Pollutant concentrations—Case 1.

Figure 12
figure 12

Pollutant concentrations—Case 2.

Conclusion

The main goal of this work was the development of a numerical tool to study the pollution of an aquifer by the intrusion of polluted water from a neighboring aquifer located downstream of the studied one. For this purpose, an inverse procedure based on the data completion method was developed. The direct problem model solves the coupled transient problems of groundwater flow and solute transport. The inverse method was used to reconstruct the missing data at the domain boundaries, thus circumventing the lack of information and exploiting the existence of over-specified data on the other boundaries.

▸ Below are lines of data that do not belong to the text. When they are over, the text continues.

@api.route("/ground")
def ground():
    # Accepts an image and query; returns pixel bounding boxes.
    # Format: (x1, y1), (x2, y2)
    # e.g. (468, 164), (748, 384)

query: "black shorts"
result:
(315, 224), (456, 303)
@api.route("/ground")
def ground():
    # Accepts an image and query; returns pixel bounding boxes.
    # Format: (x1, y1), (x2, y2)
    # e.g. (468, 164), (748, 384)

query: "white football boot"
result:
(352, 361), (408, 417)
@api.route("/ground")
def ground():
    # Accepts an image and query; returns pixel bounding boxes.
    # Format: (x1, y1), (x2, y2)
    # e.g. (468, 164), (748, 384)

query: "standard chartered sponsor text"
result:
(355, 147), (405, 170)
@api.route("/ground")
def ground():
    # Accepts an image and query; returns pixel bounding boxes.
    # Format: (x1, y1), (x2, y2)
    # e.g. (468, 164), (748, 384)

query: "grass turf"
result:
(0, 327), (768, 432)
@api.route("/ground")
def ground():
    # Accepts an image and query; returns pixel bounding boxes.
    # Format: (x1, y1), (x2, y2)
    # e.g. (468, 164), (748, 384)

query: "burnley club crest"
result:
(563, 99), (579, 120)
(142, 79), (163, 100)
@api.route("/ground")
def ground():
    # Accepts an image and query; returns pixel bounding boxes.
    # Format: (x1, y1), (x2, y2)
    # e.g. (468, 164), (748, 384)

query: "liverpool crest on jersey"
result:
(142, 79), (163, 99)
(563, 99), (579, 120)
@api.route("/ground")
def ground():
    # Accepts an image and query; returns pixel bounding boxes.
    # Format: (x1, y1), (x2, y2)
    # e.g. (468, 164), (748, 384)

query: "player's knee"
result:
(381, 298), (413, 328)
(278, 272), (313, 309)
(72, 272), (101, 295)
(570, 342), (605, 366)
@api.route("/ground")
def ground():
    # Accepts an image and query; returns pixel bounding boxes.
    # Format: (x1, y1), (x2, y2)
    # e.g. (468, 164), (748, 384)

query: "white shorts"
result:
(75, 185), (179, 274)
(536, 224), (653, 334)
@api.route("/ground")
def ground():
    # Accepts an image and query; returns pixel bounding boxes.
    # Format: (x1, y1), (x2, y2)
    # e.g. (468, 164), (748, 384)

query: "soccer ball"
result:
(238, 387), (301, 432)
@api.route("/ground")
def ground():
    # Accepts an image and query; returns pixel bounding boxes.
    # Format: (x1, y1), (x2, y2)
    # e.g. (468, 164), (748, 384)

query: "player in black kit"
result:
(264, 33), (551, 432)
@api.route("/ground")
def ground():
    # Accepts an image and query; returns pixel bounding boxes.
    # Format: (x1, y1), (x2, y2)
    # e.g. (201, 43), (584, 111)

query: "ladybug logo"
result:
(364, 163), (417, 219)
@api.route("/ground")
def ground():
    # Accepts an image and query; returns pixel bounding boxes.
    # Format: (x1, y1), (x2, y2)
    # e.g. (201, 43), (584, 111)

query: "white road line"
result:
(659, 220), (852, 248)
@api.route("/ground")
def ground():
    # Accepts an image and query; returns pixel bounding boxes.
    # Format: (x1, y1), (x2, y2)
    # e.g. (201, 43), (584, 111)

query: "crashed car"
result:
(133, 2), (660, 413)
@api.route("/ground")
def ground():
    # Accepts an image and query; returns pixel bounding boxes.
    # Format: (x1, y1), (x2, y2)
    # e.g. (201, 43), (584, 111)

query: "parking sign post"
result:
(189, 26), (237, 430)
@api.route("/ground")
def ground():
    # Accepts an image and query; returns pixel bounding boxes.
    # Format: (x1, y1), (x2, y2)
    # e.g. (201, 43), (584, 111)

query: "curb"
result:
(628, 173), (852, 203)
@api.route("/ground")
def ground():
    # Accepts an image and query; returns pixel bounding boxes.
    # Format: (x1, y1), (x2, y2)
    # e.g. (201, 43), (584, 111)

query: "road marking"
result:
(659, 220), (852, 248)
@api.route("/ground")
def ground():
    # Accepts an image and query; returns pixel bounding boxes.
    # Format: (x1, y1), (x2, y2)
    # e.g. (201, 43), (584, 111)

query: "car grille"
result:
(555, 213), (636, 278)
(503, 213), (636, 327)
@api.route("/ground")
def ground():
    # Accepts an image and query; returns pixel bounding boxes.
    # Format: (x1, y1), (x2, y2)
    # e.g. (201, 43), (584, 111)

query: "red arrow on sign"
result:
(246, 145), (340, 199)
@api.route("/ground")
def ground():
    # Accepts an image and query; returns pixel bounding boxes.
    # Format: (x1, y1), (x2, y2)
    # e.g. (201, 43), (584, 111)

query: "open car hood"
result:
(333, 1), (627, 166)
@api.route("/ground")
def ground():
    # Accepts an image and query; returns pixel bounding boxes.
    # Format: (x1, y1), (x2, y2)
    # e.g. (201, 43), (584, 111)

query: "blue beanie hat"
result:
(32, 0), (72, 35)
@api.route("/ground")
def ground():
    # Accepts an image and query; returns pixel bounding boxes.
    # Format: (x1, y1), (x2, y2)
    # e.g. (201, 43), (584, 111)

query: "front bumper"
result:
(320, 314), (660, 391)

The numerical model is tested on three examples with synthetic data. In these examples, the aquifers are exploited by pumping wells. To create different situations, well positions and flow rates were varied. The computational results show that the missing boundary conditions are well identified, even in the case of a mixed inlet-outlet boundary. The model is therefore able to answer the questions of the aquifer manager: is there polluted water intrusion? If so, where does it occur? And what is its extent?

As we have proven the validity of the method used and the robustness of the numerical model, we plan to use this promising tool, in future work, on real aquifers to detect the intrusion of polluted water or to locate the intrusion of seawater in coastal aquifers. The challenge would be to deal with complex geometry and variable parameters. Professional code would then be used to solve the direct problem. The FEFLOW, MODFLOW and SUTRA models can be called from user-defined code or from a bash file. SUTRA has already been implemented in an inverse problem solving procedure by Riahi et al.23. We can therefore consider using them for the direct problem as suggested by Bouhlila and Hariga14.

The present work developed tool could also be used to test pollution remediation scenarios by taking advantage of the available data and the low computational cost of the inverse method, thus reducing costly in situ measurement campaigns.